Crédit Agricole, che con la propria posizione ha avuto un ruolo importante nel fallimento del precedente progetto di fusione alla pari con Mps, per ora non commenta. Il gruppo francese attende di sedersi al tavolo con Siena e far valere il proprio peso nell’azionariato. Le alternative sul tavolo potrebbero essere una permanenza nel nuovo gruppo con una quota superiore al 10% oppure un’uscita attraverso la cessione di filiali e altri asset.

Attesa per le reazioni del mercato

Banco Bpm e Banca Generali mantengono per ora il silenzio. Quest’ultima riunirà tuttavia il consiglio di amministrazione domani.

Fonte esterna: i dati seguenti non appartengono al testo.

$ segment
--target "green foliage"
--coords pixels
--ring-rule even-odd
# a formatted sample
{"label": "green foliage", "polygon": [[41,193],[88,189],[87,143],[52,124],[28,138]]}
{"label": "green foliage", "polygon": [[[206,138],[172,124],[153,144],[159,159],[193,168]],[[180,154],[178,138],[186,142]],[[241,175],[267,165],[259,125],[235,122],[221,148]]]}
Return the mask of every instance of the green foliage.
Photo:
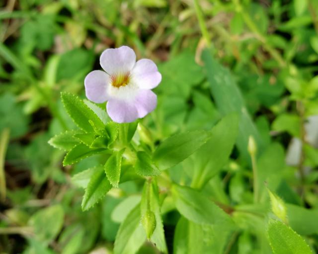
{"label": "green foliage", "polygon": [[271,247],[274,253],[313,253],[305,240],[282,222],[279,221],[270,221],[268,225],[267,234]]}
{"label": "green foliage", "polygon": [[153,160],[160,170],[166,169],[186,159],[209,138],[209,133],[205,131],[194,131],[173,136],[157,148]]}
{"label": "green foliage", "polygon": [[[190,2],[0,10],[0,253],[317,252],[318,2]],[[118,124],[83,83],[123,45],[162,81]]]}
{"label": "green foliage", "polygon": [[88,210],[95,205],[111,188],[102,167],[97,167],[94,171],[85,189],[81,202],[83,210]]}

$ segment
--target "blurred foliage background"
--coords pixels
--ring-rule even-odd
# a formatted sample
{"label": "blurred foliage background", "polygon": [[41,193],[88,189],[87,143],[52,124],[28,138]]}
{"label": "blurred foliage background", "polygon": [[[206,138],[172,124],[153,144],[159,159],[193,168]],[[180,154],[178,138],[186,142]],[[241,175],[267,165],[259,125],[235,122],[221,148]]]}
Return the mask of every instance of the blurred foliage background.
{"label": "blurred foliage background", "polygon": [[[229,112],[242,114],[228,163],[204,187],[237,227],[231,234],[216,228],[204,241],[218,245],[201,253],[271,253],[264,182],[287,204],[291,227],[318,250],[318,1],[8,0],[0,6],[0,253],[112,253],[142,184],[123,183],[83,212],[83,191],[71,177],[99,158],[63,167],[65,153],[48,141],[74,126],[61,91],[84,98],[83,79],[100,69],[100,53],[122,45],[156,62],[162,76],[158,108],[142,121],[154,145],[210,129]],[[187,160],[168,175],[187,184],[191,165]],[[183,253],[176,242],[182,238],[180,215],[166,205],[169,253]],[[146,243],[138,253],[159,252]]]}

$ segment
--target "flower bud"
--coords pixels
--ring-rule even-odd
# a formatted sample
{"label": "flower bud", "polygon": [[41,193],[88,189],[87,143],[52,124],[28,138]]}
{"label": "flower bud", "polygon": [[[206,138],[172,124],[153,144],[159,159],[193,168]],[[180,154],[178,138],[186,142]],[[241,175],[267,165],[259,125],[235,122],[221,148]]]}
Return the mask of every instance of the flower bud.
{"label": "flower bud", "polygon": [[248,138],[248,145],[247,146],[247,151],[251,156],[255,155],[257,151],[257,147],[255,142],[255,139],[252,136],[250,136]]}
{"label": "flower bud", "polygon": [[156,229],[156,222],[155,214],[150,210],[147,210],[143,216],[142,223],[146,231],[147,239],[149,240]]}

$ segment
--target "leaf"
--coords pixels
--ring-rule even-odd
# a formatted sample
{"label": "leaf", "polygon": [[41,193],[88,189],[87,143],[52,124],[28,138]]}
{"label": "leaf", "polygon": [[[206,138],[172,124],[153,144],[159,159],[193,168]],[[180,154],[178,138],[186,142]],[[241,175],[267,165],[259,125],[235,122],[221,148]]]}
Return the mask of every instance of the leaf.
{"label": "leaf", "polygon": [[141,223],[140,208],[137,205],[119,227],[114,245],[114,254],[135,254],[146,237]]}
{"label": "leaf", "polygon": [[223,254],[231,229],[224,225],[197,224],[181,217],[174,232],[174,254]]}
{"label": "leaf", "polygon": [[267,234],[275,254],[313,254],[302,237],[283,222],[270,221]]}
{"label": "leaf", "polygon": [[210,137],[205,131],[194,131],[172,136],[157,148],[153,156],[160,170],[171,168],[188,158]]}
{"label": "leaf", "polygon": [[95,170],[95,167],[91,168],[74,175],[72,177],[72,183],[78,187],[85,189]]}
{"label": "leaf", "polygon": [[268,199],[264,182],[270,189],[276,189],[283,177],[285,167],[284,148],[280,144],[269,145],[257,161],[257,182],[259,193],[257,199],[264,201]]}
{"label": "leaf", "polygon": [[74,135],[74,137],[78,139],[80,143],[83,143],[88,147],[90,147],[91,143],[93,143],[96,137],[94,133],[79,133]]}
{"label": "leaf", "polygon": [[199,224],[231,223],[230,216],[202,192],[177,185],[173,185],[172,192],[177,209],[189,220]]}
{"label": "leaf", "polygon": [[248,137],[251,135],[254,137],[261,153],[263,144],[260,135],[248,114],[241,92],[229,70],[218,63],[208,50],[203,51],[202,59],[211,92],[219,112],[223,115],[237,112],[240,116],[237,145],[240,154],[247,162],[249,162],[249,155],[246,149]]}
{"label": "leaf", "polygon": [[127,197],[114,208],[111,213],[112,220],[121,223],[130,211],[140,202],[141,197],[133,195]]}
{"label": "leaf", "polygon": [[55,135],[49,140],[49,144],[55,148],[69,151],[80,143],[74,136],[77,131],[67,131]]}
{"label": "leaf", "polygon": [[120,179],[122,156],[125,149],[117,152],[113,151],[104,166],[104,169],[108,180],[112,185],[117,188]]}
{"label": "leaf", "polygon": [[93,207],[111,188],[111,185],[105,174],[102,166],[96,167],[85,190],[85,194],[81,202],[81,208],[86,211]]}
{"label": "leaf", "polygon": [[101,120],[104,124],[106,124],[107,123],[109,117],[106,112],[105,108],[102,109],[96,104],[86,99],[83,99],[83,101],[99,117],[99,119]]}
{"label": "leaf", "polygon": [[64,107],[74,122],[86,132],[93,132],[94,129],[89,123],[91,121],[94,126],[102,129],[105,126],[93,111],[78,96],[67,92],[61,93],[62,100]]}
{"label": "leaf", "polygon": [[283,200],[267,188],[270,197],[272,211],[274,214],[284,223],[287,222],[286,206]]}
{"label": "leaf", "polygon": [[68,226],[59,238],[59,244],[61,246],[62,254],[76,254],[81,245],[85,232],[80,225]]}
{"label": "leaf", "polygon": [[63,160],[63,166],[74,164],[93,155],[107,151],[105,148],[90,148],[83,144],[79,144],[66,155]]}
{"label": "leaf", "polygon": [[220,171],[229,160],[238,131],[236,113],[225,116],[213,127],[211,138],[193,155],[195,176],[192,186],[201,188]]}
{"label": "leaf", "polygon": [[150,208],[155,214],[156,225],[150,240],[161,253],[167,253],[163,224],[160,213],[159,190],[155,179],[153,179],[150,189]]}
{"label": "leaf", "polygon": [[62,206],[56,205],[39,210],[30,218],[28,224],[33,228],[36,240],[48,243],[62,229],[64,220]]}
{"label": "leaf", "polygon": [[318,234],[318,209],[290,204],[286,207],[288,222],[293,230],[301,235]]}
{"label": "leaf", "polygon": [[137,174],[146,176],[160,174],[160,171],[154,165],[151,158],[146,152],[138,151],[137,156],[135,170]]}

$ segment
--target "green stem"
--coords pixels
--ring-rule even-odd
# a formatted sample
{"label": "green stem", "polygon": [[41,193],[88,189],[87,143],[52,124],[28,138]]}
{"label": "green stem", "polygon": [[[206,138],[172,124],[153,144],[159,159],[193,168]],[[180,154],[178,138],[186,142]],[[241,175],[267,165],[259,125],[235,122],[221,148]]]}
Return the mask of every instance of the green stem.
{"label": "green stem", "polygon": [[277,61],[281,68],[285,67],[286,63],[285,60],[277,50],[267,43],[266,37],[259,31],[249,14],[244,11],[244,8],[239,2],[239,0],[235,0],[234,3],[236,5],[237,12],[241,14],[246,25],[254,33],[256,39],[262,44],[264,48],[273,57],[273,58]]}
{"label": "green stem", "polygon": [[250,155],[252,160],[252,168],[253,169],[253,190],[254,191],[254,203],[258,201],[258,177],[257,175],[257,166],[255,154]]}
{"label": "green stem", "polygon": [[9,136],[10,130],[6,128],[2,131],[0,136],[0,197],[2,200],[5,199],[6,193],[4,162]]}
{"label": "green stem", "polygon": [[208,32],[207,26],[205,24],[202,10],[201,8],[201,6],[199,4],[198,0],[193,0],[193,2],[194,3],[195,13],[197,15],[198,21],[199,21],[199,25],[200,26],[201,32],[202,34],[202,36],[203,36],[203,38],[205,40],[207,45],[209,48],[210,48],[211,46],[211,38],[209,32]]}

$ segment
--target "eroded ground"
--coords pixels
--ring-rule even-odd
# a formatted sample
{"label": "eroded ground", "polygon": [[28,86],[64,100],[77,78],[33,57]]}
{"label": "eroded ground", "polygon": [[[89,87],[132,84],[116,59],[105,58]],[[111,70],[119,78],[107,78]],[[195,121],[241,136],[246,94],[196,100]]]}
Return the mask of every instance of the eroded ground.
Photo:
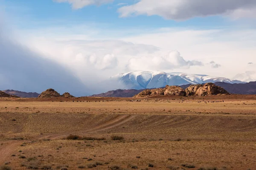
{"label": "eroded ground", "polygon": [[[256,99],[3,99],[0,165],[15,170],[87,169],[96,163],[93,169],[255,170]],[[64,139],[70,134],[105,139]],[[124,139],[113,141],[113,135]]]}

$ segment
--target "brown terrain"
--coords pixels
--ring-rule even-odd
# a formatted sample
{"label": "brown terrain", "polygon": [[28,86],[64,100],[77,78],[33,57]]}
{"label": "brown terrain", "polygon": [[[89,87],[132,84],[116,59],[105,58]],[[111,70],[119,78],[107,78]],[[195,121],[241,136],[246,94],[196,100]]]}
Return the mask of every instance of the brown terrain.
{"label": "brown terrain", "polygon": [[76,98],[49,91],[58,96],[0,98],[0,166],[256,169],[256,95]]}
{"label": "brown terrain", "polygon": [[13,90],[6,90],[3,91],[12,95],[25,98],[38,97],[40,94],[37,93],[26,93],[23,91],[15,91]]}

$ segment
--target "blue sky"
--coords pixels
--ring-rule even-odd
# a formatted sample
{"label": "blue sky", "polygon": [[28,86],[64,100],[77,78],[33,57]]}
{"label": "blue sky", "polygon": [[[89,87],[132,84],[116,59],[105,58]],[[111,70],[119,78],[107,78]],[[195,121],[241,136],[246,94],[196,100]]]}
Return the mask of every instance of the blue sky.
{"label": "blue sky", "polygon": [[92,5],[74,9],[67,3],[59,3],[52,0],[0,1],[6,12],[20,28],[88,23],[105,24],[109,27],[119,28],[190,27],[200,29],[239,26],[237,21],[219,15],[178,21],[166,20],[157,15],[119,17],[117,11],[123,5],[118,4],[127,3],[125,5],[127,5],[131,4],[131,1],[133,1],[116,0],[108,4]]}
{"label": "blue sky", "polygon": [[89,86],[139,70],[256,81],[256,11],[252,0],[0,0],[0,37]]}

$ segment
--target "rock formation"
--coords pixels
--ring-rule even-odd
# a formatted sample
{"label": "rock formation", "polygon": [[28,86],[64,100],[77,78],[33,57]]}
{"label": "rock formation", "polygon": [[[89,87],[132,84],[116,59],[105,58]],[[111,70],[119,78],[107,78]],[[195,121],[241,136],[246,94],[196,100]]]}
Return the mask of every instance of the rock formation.
{"label": "rock formation", "polygon": [[61,95],[61,96],[65,97],[74,97],[74,96],[71,95],[69,93],[67,92],[64,93],[63,94]]}
{"label": "rock formation", "polygon": [[166,85],[165,88],[145,90],[134,97],[144,97],[157,95],[185,96],[186,94],[185,90],[179,86]]}
{"label": "rock formation", "polygon": [[0,97],[16,97],[18,98],[18,97],[16,96],[11,95],[9,94],[7,94],[6,93],[4,92],[3,91],[0,91]]}
{"label": "rock formation", "polygon": [[42,93],[38,96],[38,97],[60,97],[61,95],[54,89],[49,88],[46,91],[42,92]]}
{"label": "rock formation", "polygon": [[186,88],[186,92],[188,96],[196,96],[229,94],[223,88],[212,83],[191,85]]}

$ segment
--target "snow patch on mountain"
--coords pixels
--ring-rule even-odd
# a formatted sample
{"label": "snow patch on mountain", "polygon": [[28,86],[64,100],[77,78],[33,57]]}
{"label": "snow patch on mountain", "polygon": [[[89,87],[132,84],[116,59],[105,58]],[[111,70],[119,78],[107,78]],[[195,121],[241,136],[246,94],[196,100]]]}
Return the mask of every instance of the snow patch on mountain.
{"label": "snow patch on mountain", "polygon": [[207,75],[162,71],[138,71],[112,76],[110,81],[116,81],[122,88],[142,89],[159,88],[169,85],[198,84],[217,82],[229,83],[244,83],[224,77],[211,77]]}

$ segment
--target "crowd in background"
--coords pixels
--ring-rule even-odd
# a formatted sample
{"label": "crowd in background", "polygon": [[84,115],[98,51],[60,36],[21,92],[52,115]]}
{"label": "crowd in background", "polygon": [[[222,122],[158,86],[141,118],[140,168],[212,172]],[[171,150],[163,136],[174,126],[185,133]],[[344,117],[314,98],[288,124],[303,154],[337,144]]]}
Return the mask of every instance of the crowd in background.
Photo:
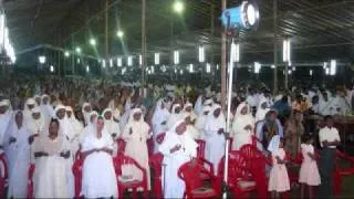
{"label": "crowd in background", "polygon": [[[294,85],[277,93],[266,85],[233,87],[232,149],[251,144],[253,136],[258,148],[274,155],[273,161],[280,166],[284,166],[283,151],[279,150],[282,146],[293,155],[301,150],[313,151],[311,142],[302,145],[302,137],[313,136],[319,126],[305,124],[305,118],[326,116],[329,129],[320,130],[319,142],[321,146],[333,148],[340,138],[327,135],[332,130],[332,116],[353,113],[354,90],[351,87]],[[181,197],[184,186],[176,170],[196,156],[195,139],[206,142],[206,159],[215,168],[225,155],[226,108],[221,108],[220,101],[220,87],[211,85],[166,83],[142,87],[138,83],[25,75],[3,80],[0,145],[10,168],[8,196],[27,197],[28,167],[32,163],[37,168],[35,197],[73,197],[71,167],[79,151],[85,158],[83,195],[88,198],[116,197],[117,180],[112,161],[118,147],[115,140],[125,140],[125,155],[147,168],[149,179],[146,142],[167,132],[162,144],[155,142],[154,151],[163,153],[167,165],[169,180],[164,184],[165,197]],[[329,159],[323,163],[326,166],[333,160],[331,153],[326,151]],[[309,169],[302,171],[304,184]],[[129,178],[142,178],[134,168],[126,168],[124,172]],[[289,189],[284,184],[287,179],[272,177],[282,172],[284,169],[280,167],[270,171],[270,191]],[[325,176],[322,181],[327,186],[331,177],[326,174],[321,172],[321,177]],[[310,186],[320,185],[319,180],[311,181]]]}

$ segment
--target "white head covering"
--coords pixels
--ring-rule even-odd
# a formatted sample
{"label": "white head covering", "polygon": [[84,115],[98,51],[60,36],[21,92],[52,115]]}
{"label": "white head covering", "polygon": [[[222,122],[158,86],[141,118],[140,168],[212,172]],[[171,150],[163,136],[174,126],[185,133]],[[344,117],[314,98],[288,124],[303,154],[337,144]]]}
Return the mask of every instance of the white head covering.
{"label": "white head covering", "polygon": [[277,151],[279,149],[279,145],[280,145],[280,136],[279,135],[274,135],[272,137],[272,139],[270,140],[267,149],[270,153]]}

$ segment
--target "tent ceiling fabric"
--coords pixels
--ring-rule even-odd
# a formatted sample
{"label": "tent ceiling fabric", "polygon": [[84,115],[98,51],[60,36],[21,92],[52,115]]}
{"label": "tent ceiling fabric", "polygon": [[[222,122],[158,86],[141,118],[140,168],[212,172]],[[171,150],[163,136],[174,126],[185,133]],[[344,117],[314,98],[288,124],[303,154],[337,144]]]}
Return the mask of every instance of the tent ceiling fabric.
{"label": "tent ceiling fabric", "polygon": [[[219,57],[220,0],[185,0],[186,9],[181,15],[173,13],[173,0],[146,2],[148,53],[156,51],[167,53],[171,50],[169,46],[174,46],[186,51],[183,54],[185,59],[196,60],[196,53],[189,51],[196,51],[196,46],[202,43],[207,46],[207,52],[210,52],[212,43],[214,54]],[[278,2],[280,54],[282,39],[291,38],[293,59],[299,61],[353,57],[354,0],[278,0]],[[108,0],[108,3],[112,6],[108,9],[111,54],[139,53],[142,1]],[[242,52],[246,53],[241,59],[272,62],[273,1],[258,0],[258,3],[260,27],[258,31],[240,33]],[[104,52],[104,0],[7,0],[3,4],[17,51],[42,43],[66,48],[69,43],[75,43],[84,46],[88,45],[90,35],[94,35],[100,44],[98,52]],[[215,32],[211,34],[212,22]],[[118,27],[125,32],[124,45],[115,36]]]}

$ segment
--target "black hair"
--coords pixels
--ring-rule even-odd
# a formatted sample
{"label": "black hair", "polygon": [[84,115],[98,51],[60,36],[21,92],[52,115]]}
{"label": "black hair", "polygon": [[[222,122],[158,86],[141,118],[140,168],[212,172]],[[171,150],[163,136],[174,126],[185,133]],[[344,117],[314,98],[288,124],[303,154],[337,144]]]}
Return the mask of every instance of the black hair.
{"label": "black hair", "polygon": [[327,122],[329,119],[333,119],[332,115],[324,116],[324,122]]}
{"label": "black hair", "polygon": [[309,140],[313,139],[313,136],[310,134],[304,134],[301,139],[302,143],[308,143]]}

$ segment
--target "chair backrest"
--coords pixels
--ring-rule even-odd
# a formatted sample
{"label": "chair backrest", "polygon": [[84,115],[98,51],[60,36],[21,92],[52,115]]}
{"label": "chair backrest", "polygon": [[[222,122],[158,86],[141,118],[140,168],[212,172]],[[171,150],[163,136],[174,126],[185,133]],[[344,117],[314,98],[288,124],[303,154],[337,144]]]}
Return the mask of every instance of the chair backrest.
{"label": "chair backrest", "polygon": [[160,145],[164,142],[165,136],[166,136],[166,133],[158,134],[158,136],[156,136],[156,138],[155,138],[156,143],[158,143]]}
{"label": "chair backrest", "polygon": [[82,169],[83,169],[84,159],[77,158],[72,167],[75,181],[75,198],[80,197],[81,187],[82,187]]}
{"label": "chair backrest", "polygon": [[164,159],[164,155],[160,153],[154,154],[148,159],[148,164],[150,168],[154,169],[154,174],[157,177],[160,177],[163,172],[163,169],[162,169],[163,159]]}
{"label": "chair backrest", "polygon": [[143,172],[143,181],[147,182],[146,169],[142,167],[134,158],[129,156],[125,156],[124,154],[118,154],[116,157],[113,158],[113,164],[114,164],[115,175],[117,177],[122,176],[122,166],[133,165]]}
{"label": "chair backrest", "polygon": [[34,171],[35,171],[35,166],[34,164],[31,164],[29,167],[29,179],[28,179],[28,193],[27,197],[28,198],[33,198],[34,196],[34,187],[33,187],[33,176],[34,176]]}
{"label": "chair backrest", "polygon": [[[219,163],[218,176],[223,177],[225,157]],[[247,177],[247,161],[246,158],[238,150],[229,151],[228,163],[228,178],[230,180],[237,180],[238,178]]]}
{"label": "chair backrest", "polygon": [[118,145],[117,155],[124,154],[124,151],[125,151],[125,145],[126,145],[125,140],[122,139],[122,138],[117,138],[116,142],[117,142],[117,145]]}
{"label": "chair backrest", "polygon": [[202,187],[202,179],[200,178],[200,174],[211,175],[202,165],[191,161],[187,161],[181,165],[178,169],[178,177],[185,181],[186,184],[186,192],[190,192],[194,189]]}
{"label": "chair backrest", "polygon": [[196,143],[198,144],[197,148],[197,157],[205,157],[206,151],[206,142],[202,139],[196,139]]}

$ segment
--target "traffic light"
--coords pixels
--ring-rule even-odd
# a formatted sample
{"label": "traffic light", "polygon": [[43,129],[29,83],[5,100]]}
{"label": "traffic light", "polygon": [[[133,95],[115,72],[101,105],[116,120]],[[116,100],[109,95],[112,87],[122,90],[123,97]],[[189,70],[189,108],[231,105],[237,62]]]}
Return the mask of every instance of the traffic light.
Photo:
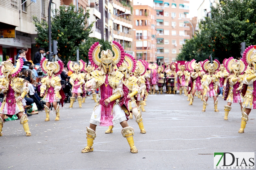
{"label": "traffic light", "polygon": [[52,40],[52,52],[53,53],[53,54],[56,55],[58,53],[58,41],[56,40]]}
{"label": "traffic light", "polygon": [[245,50],[245,42],[243,42],[240,44],[241,45],[241,48],[240,48],[241,49],[241,52],[240,53],[241,54],[241,56],[243,57],[243,54],[244,53],[244,52]]}

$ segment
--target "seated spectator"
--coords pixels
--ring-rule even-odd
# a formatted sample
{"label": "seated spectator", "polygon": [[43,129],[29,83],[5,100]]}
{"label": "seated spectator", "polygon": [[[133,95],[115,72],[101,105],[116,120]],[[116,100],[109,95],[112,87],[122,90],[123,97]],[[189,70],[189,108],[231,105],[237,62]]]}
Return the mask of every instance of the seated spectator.
{"label": "seated spectator", "polygon": [[34,66],[32,65],[29,65],[29,69],[28,69],[28,70],[30,70],[31,72],[32,72],[32,79],[33,80],[36,80],[36,76],[33,70],[34,69]]}
{"label": "seated spectator", "polygon": [[43,106],[43,104],[40,101],[38,100],[38,99],[35,96],[35,91],[34,90],[34,88],[33,87],[33,85],[31,83],[29,83],[29,82],[27,80],[24,80],[24,82],[27,82],[27,87],[29,87],[29,97],[33,99],[34,100],[34,101],[36,103],[37,105],[38,106],[38,108],[41,110],[44,110],[44,107]]}

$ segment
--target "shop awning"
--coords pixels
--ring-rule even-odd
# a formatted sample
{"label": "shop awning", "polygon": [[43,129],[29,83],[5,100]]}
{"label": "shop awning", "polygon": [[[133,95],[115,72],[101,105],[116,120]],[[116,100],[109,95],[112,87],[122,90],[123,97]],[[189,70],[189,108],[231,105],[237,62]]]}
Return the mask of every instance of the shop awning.
{"label": "shop awning", "polygon": [[154,0],[154,2],[156,3],[163,3],[164,1],[159,1],[158,0]]}

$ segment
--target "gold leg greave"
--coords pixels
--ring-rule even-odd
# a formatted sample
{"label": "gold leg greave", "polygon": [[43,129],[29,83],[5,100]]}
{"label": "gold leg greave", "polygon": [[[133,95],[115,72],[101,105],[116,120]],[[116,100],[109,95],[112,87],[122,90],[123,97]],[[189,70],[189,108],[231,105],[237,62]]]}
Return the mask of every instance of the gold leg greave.
{"label": "gold leg greave", "polygon": [[98,101],[97,101],[97,94],[96,93],[92,93],[92,97],[93,98],[93,100],[94,100],[94,102],[95,103],[97,102]]}
{"label": "gold leg greave", "polygon": [[56,113],[56,118],[54,120],[59,121],[60,120],[60,107],[58,103],[57,105],[57,108],[55,110],[55,113]]}
{"label": "gold leg greave", "polygon": [[79,107],[82,107],[82,100],[83,100],[82,96],[79,96],[77,97],[77,100],[78,100],[78,104],[79,104]]}
{"label": "gold leg greave", "polygon": [[215,101],[215,103],[214,103],[214,111],[215,112],[218,112],[219,111],[217,109],[217,108],[218,107],[218,99]]}
{"label": "gold leg greave", "polygon": [[45,114],[46,114],[46,118],[44,120],[45,121],[50,121],[50,109],[46,105],[43,105],[44,106],[45,110]]}
{"label": "gold leg greave", "polygon": [[2,136],[2,129],[3,126],[3,123],[4,121],[2,119],[2,118],[0,117],[0,136]]}
{"label": "gold leg greave", "polygon": [[193,97],[193,96],[191,94],[190,94],[190,102],[189,103],[189,104],[188,104],[189,105],[192,105],[193,104],[193,102],[194,101],[194,97]]}
{"label": "gold leg greave", "polygon": [[26,114],[24,114],[20,118],[20,124],[23,125],[24,130],[26,132],[26,136],[30,136],[31,133],[29,131],[29,128],[28,123],[28,117]]}
{"label": "gold leg greave", "polygon": [[231,107],[227,105],[224,105],[224,111],[225,112],[225,116],[224,117],[224,120],[227,120],[227,116],[229,111],[231,110]]}
{"label": "gold leg greave", "polygon": [[86,127],[86,135],[87,137],[87,146],[84,148],[82,151],[82,153],[86,153],[92,152],[93,151],[93,140],[96,138],[96,133],[90,128]]}
{"label": "gold leg greave", "polygon": [[75,98],[74,97],[70,97],[70,105],[69,106],[69,108],[72,108],[73,107],[73,104],[74,104],[74,102],[75,100]]}
{"label": "gold leg greave", "polygon": [[83,100],[82,100],[82,103],[85,103],[85,97],[84,97],[83,98]]}
{"label": "gold leg greave", "polygon": [[146,130],[144,129],[144,126],[143,125],[143,122],[142,121],[142,117],[141,113],[140,113],[136,118],[136,122],[139,125],[139,127],[141,130],[141,133],[142,134],[146,134]]}
{"label": "gold leg greave", "polygon": [[138,150],[134,146],[133,141],[133,135],[134,134],[133,128],[130,126],[124,128],[122,130],[122,134],[123,136],[126,138],[131,148],[131,152],[132,153],[137,153]]}
{"label": "gold leg greave", "polygon": [[207,105],[207,102],[204,99],[203,100],[203,110],[202,110],[202,112],[204,112],[205,111],[205,109],[206,108],[206,105]]}
{"label": "gold leg greave", "polygon": [[114,126],[109,126],[108,129],[105,131],[105,134],[110,134],[110,133],[113,133],[113,127]]}
{"label": "gold leg greave", "polygon": [[141,106],[141,111],[143,112],[146,111],[146,110],[144,108],[144,103],[143,101],[140,101],[140,105]]}
{"label": "gold leg greave", "polygon": [[246,122],[248,121],[248,115],[244,112],[242,111],[242,117],[241,117],[241,128],[238,131],[239,133],[243,133],[245,128]]}

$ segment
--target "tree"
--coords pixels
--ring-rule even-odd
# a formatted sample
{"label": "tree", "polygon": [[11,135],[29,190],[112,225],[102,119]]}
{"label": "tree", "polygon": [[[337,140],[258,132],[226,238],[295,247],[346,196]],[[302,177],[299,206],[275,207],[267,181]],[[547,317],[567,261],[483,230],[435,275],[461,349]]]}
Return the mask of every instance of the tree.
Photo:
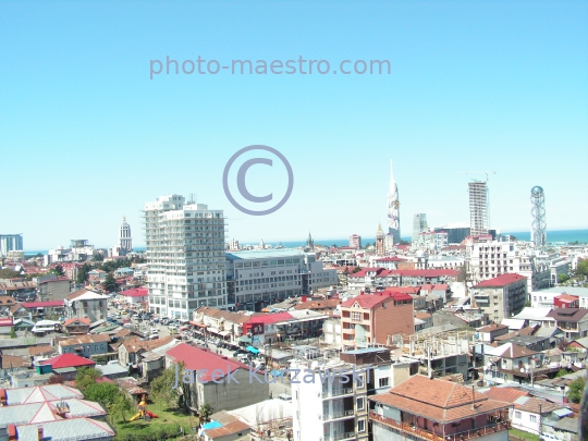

Resta da capire anche quale sarà la risposta di Intesa Sanpaolo, che continua a considerare solida e valida la propria offerta su Mediobanca.

La partita potrebbe quindi aprire la strada a un confronto serrato tra i due progetti, lasciando spazio a eventuali soluzioni di compromesso oppure a una vera e propria sfida sul mercato.

Sul fronte politico, intanto, la promessa è quella di rispettare le dinamiche di mercato. Negli ultimi giorni Lovaglio, che ha fatto della difesa dell’«integrità» di Mps uno dei punti centrali della propria strategia, ha però incassato il sostegno della premier Giorgia Meloni e del Partito democratico, in linea con la posizione favorevole espressa dagli enti senesi e toscani.

In Borsa la reazione è stata prudente, in attesa di conoscere nel dettaglio i corrispettivi e i target delle due operazioni. Mps ha chiuso in calo dello 0,3%, mentre Banco Bpm è salito dello 0,7% e Banca Generali dell’1,3%. Intesa Sanpaolo ha ceduto lo 0,4%. Più pesante la performance di Unipol, in ribasso del 3%.